Dans le bouge, Maecius et Strégus discutent avec les hommes de mains de Farô l'infâme, le chef mafieux de coin qui est à la tête d'une petite troupe de mercenaires pas ridicule. Strégus remarque qu'ils ont les bras couverts de petites entailles, peut-être un compteur de victimes, et qu'ils sont plutôt bien soignés et correctement équipés. Maecius lui vient de reconnaître le tavernier. Il ne se souvient plus de son nom mais le reconnait du premier coup d'œil. C'est un paysan de Hen qui parlait toujours d'ouvrir son bouge quelque part au sud. Visiblement il a réussi. Mais il ne faudrait pas qu’il reconnaisse à son tour les légionnaires !

Le groupe apprend que la légion est sur une colline à l'ouest et décide de s'y rendre. C'est le moment idéal, d'ailleurs, ils viennent de retrouver Marmaille.

 

A la sortir de l'auberge, ils voient une troupe d'une vingtaine de légionnaires en uniforme arriver au triple galop. Visiblement, ils viennent d'avoir leur solde et une permission et les putes du bouge vont avoir du travail cette nuit.

Mais leurs observations doivent s'arrêter là : sept individus viennent à leur rencontre. Il s'agit visiblement d'hommes de main du dénommé Farô si l'on en croit les entailles sur leurs avant-bras. Poliment, les hommes les invitent à rencontrer leur patron. Ce sont des Porteurs et il souhaite leur souhaiter la bienvenue sur ses terres et discuter avec eux. Mais si Maecius et Strégus peuvent difficilement cacher leur statut de Porteur (compte tenu de l'aspect et de la taille de leurs Armes) et si Marmaille a révélé ce qu'il était en utilisant un petit effet pyrotechnique, Victorius, lui, ressemble à un voyageur lambda. Aussi, les mercenaires l'envoient promener grossièrement comme s'il était le dernier des chiens galeux. Mais quand on est Victorius Aggripa, on tient tête à la fange hostile.

Voyant cela les autres font un pas en arrière pour laisser L'arrogant Victorius s'occuper de ce problème. Après tout, il ne risque pas grand-chose face à ces hommes et prendre quelques baffes lui fera le plus grand bien et lui apprendra le respect de l'autorité.
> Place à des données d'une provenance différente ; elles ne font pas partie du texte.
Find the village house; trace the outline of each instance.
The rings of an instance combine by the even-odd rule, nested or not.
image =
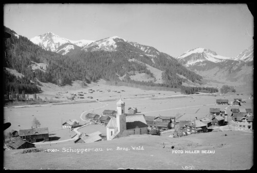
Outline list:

C'est alors que l''impensable se produit. Trop sûr de lui, Victorius se laisse encercler et même prendre de vitesse par les casseurs de genoux de Farô ! En une fraction de seconde ils frappent et mettent en pièces le pauvre Victorius qu'il n'a même pas l'occasion de répliquer. Quelques coups de gourdin plus tard, Messager a changé de Porteur. Entre les mains d'un mercenaire de Farô, il conduit ses amis jusqu'au repère du seigneur du crime.